The need for strong internal controls
How robust is the internal control framework designed to evaluate, mitigate and monitor corruption risk? Mr. Ceresney noted the importance of internal controls in creating a strong foundation not only for financial reporting, but also for the prevention of fraud. While many companies may say that “we comply with Sarbanes-Oxley (SOX), it’s all good,” the real challenge is in understanding the design and operating effectiveness of internal controls in “non-SOX” locations.
Such operations may not be material to an organization’s financial statements. However, they are often “ground zero” for compliance violations because they exist in countries with some level of “culturally accepted corruption” and have not received the same level of review as locations subject to management’s SOX evaluation. Recent enforcement action includes cases predicated on internal controls violations; this trend is expected to continue.
So, how can organizations help ensure they have a strong internal control framework that reinforces management’s ethical commitment, especially its prohibition against bribery in its business practices? Simply put, they must apply greater skepticism to, and scrutiny of, financial, operational and compliance processes utilizing a risk-based approach that inherently considers fraud within the organization, and consider particularly the potential for bribery and corruption in both commercial and government-related activities.
Accuracy in public disclosures
Why are public disclosures meant to be more than just an artful corporate creative writing exercise?

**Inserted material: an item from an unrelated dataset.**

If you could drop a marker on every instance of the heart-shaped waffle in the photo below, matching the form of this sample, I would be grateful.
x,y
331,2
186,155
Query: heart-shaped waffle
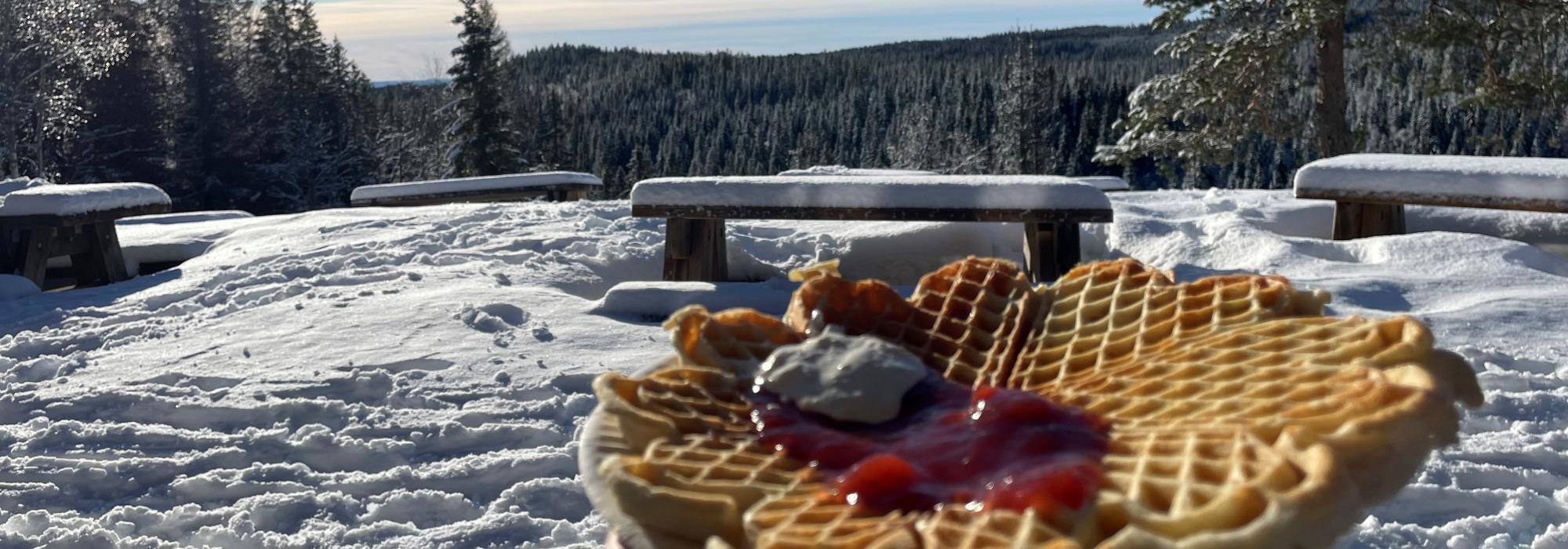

At CBI’s Pharmaceutical Compliance Congress, Mr. Ceresney suggested that dealings with the FDA are mission-critical to the pharmaceutical industry, which makes the accuracy and timeliness of such information important to investors.
Pharmaceutical and medical device companies should note that Principle 8 of the Internal Control – Integrated Framework, released in May 2013 by the Committee of Sponsoring Organizations of the Treadway Commission (COSO 2013), highlights “fraudulent non-financial reporting” as an area of fraud typically considered by management during a risk assessment. Here again, recent enforcement actions provide a road map for fraud scenarios – these involving intentionally misleading information about FDA filings – that can be applied across the pharmaceutical industry.
Clearly, regulatory enforcement actions have provided the pharmaceutical industry with costly examples of the need for robust compliance programs which are founded on a solid internal control framework designed to prevent and detect fraud especially bribery and corruption. These experiences provide a clear blueprint for meaningful action by management who must proactively address the vulnerabilities to fraud common to pharmaceutical and medical device companies.
How well industry players – star pupils among the Fortune 500 – are paying attention to these history lessons may best be seen in the volume and type of future enforcement activity.